Photo: RNZ / Jimmy Ellingham

From anaesthetists to builders, Ukrainians are signing up to join their armed forces to defend their homeland from the Russian invasion.

About 700 have just finished training at the hands of New Zealand soldiers in the United Kingdom.

After four months away the 130 Kiwi troops touched down at Ōhakea airforce base in Manawatū on Sunday night, including Major Josh Sullivan, one of the training group’s commanders.

“They’re a mixture of civilian volunteers and conscripts. They turned up and they conducted the five-week basic course, and they left as qualified soldiers,” he said of the Ukrainians.

“It was a mixed bag. There was a varied and diverse group.

“We had people that ranged from anaesthetists to builders, and some people who have previous military experience.”

They all had a clear sense of purpose.

“They are very passionate and proud about their national identity. Essentially, their commitment is their service to Ukraine in order to dispel the Russian invasion and regain their homeland.”

The Ukrainians had no illusions about what it would be like going into battle, Sullivan said.

“I think it would be a stretch to find someone in Ukraine that hasn’t been affected by the conflict.

“The understand the realities of war. It’s not something that’s just happened overnight.

“There’s been ongoing conflict in Ukraine since 2014, so they are well-versed in matters of conflict and the effect that it has on them and their families and their loved ones.”

A little girl greets a NZ soldier waiting to clear Customs at Ōhakea air base on his return from the UK on 11 December 2022.

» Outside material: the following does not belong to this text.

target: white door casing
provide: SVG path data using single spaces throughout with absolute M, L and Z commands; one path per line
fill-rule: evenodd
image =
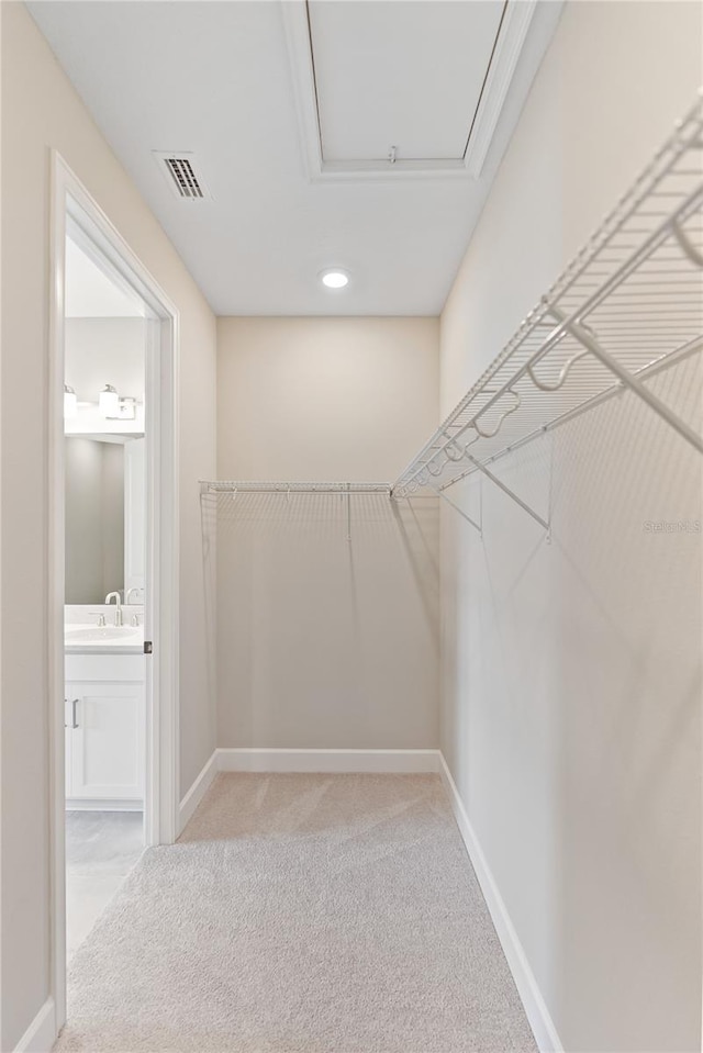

A NZ soldier waiting to clear Customs at Ōhakea air base greets a young family member on his return from the UK.
Photo: Supplied / NZ Defence Force

Fellow commander Major Thomas Kelly said the 35-day courses gave the Ukrainians a better chance of survival, and made them more lethal in battle.

“We were focusing on their battlefield skills – battle craft, operational law – and we were also taking them through range practices, both on purpose-built ranges and live-field fire.”

The hard work, on Salisbury Plain, had paid off, he said.

“The majority of them were civilians who have been recruited. However, they were high-calibre soldiers by the end of the 35-day programme.

“The really took well to the New Zealand level of instruction and then performed to a decent standard at the end of the 35-day training period.”

New Zealand soldiers get off a plane at Ōhakea air base on Sunday 11 December 2022.

The New Zealand soldiers get off the plane at Ōhakea air base on Sunday
Photo: Supp

Army land component commander Colonel Duncan Roy said the infantry training was New Zealand’s largest contribution to the Ukrainian war effort.

“We’re really proud of the performance of our people. They’ve gone over at short notice. They’ve been a practical demonstration of government policy.

“They’ve done a good job. They’ve made good connections in a short time,” Roy said.

“They’re highly skilled and they’ve been able to make a tangible difference to these soldiers, who are going back to Ukraine to defend their country.”

Another 65 soldiers will head to the UK to train more Ukrainians in January.